Por añadidura, como todo mundo sabe, las construcciones más proclives a la proliferación de ratas son aquellas en las que se abandonan las normas mínimas de higiene y se acumulan desperdicios. Si se lleva la parábola a sus últimas consecuencias, el exterminio físico de los roedores sólo produce cadáveres –es decir, más basura–, pero, en tanto no se limpie el basural, la plaga será invencible.
Un tercer aspecto problemático de la metáfora es que su autor detenta el cargo de secretario de Gobernación y no es correcto que, en una expresión de montielismo puro, se refiera a un sector de la población como ratas a las que se debe liquidar: los derechos humanos son para los humanos y no para las ratas.
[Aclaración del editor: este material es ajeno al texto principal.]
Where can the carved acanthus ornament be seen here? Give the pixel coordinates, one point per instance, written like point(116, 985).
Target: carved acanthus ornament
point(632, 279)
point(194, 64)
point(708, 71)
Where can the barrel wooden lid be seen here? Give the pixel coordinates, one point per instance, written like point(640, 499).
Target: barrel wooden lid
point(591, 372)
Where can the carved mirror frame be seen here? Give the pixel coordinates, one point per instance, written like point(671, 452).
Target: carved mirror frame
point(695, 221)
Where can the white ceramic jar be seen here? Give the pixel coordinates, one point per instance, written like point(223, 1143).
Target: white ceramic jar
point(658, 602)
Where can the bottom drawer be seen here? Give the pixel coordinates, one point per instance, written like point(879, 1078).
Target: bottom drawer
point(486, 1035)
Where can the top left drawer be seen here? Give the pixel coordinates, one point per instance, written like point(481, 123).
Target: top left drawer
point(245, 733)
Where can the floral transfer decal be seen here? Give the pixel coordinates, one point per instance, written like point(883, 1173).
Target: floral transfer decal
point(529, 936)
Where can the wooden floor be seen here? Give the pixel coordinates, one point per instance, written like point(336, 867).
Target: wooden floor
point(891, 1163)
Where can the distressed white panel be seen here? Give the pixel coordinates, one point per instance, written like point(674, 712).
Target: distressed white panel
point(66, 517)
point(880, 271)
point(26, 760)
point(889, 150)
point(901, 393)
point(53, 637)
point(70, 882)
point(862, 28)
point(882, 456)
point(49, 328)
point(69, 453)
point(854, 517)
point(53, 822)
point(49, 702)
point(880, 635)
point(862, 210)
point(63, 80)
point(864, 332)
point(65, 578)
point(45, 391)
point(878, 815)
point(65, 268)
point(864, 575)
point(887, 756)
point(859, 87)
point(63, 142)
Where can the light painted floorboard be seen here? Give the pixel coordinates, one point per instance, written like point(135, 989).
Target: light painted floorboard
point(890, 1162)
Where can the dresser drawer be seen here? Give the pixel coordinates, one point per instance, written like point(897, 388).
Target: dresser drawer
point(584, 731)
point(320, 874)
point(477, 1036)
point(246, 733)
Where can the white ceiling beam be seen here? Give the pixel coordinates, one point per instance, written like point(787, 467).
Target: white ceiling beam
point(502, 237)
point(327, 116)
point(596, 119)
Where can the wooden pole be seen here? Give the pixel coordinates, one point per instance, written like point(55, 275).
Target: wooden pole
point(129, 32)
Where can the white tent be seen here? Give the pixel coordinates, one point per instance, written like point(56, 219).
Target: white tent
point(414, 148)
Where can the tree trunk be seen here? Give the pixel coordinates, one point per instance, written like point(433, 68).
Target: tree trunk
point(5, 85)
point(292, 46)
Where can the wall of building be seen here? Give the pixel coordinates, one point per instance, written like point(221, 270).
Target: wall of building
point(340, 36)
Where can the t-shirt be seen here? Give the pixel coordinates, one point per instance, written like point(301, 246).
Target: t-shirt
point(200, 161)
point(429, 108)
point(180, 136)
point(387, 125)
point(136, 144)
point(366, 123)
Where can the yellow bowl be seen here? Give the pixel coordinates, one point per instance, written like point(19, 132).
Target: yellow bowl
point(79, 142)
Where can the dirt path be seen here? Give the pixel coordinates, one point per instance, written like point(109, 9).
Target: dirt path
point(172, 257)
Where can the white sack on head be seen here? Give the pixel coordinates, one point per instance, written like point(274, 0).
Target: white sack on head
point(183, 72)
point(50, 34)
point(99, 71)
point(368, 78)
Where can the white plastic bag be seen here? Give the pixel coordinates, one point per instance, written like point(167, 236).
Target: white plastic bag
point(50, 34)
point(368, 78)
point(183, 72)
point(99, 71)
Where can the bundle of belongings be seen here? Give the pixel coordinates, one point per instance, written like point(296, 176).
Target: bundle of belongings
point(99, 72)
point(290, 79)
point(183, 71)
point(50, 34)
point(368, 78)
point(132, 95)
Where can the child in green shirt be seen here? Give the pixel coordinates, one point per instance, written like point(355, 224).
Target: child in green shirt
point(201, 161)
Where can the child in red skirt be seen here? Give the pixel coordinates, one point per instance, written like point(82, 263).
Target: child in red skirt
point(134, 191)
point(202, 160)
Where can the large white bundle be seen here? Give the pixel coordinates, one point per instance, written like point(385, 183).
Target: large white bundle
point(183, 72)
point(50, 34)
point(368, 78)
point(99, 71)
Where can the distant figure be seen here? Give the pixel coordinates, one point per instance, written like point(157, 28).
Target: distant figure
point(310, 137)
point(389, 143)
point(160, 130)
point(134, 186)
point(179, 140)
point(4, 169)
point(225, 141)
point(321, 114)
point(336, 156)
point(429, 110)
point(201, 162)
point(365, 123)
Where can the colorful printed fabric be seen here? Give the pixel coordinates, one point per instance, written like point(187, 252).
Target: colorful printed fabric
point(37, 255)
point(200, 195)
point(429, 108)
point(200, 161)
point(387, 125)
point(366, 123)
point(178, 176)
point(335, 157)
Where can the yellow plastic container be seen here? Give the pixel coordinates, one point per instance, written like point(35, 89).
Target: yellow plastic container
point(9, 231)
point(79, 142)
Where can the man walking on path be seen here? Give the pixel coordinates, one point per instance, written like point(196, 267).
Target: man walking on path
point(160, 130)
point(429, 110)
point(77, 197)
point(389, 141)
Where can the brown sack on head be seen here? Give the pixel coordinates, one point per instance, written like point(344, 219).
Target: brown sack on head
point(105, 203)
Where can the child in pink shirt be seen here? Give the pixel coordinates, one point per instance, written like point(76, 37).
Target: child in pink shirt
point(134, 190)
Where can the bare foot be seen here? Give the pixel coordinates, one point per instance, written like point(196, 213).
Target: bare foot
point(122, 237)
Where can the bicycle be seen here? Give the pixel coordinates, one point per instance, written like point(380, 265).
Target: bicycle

Finalmente, se entiende que cuando dice ratas, Poiré se refiere a los delincuentes. Pero el funcionario no debiera olvidar que en la categoría de infractores de la ley no sólo entran carteristas del metro, asaltantes, secuestradores, violadores y narcotraficantes de todo rango y fortuna, sino también algunos banqueros, gobernadores, presidentes municipales, grandes evasores fiscales, empresarios corruptores, líderes sindicales charros, jefes de policía, arquitectos y operadores de fraudes electorales, legisladores, jueces y acaso hasta uno que otro secretario de Estado, es decir, una parte sustancial del prianismo gobernante del que él mismo forma parte.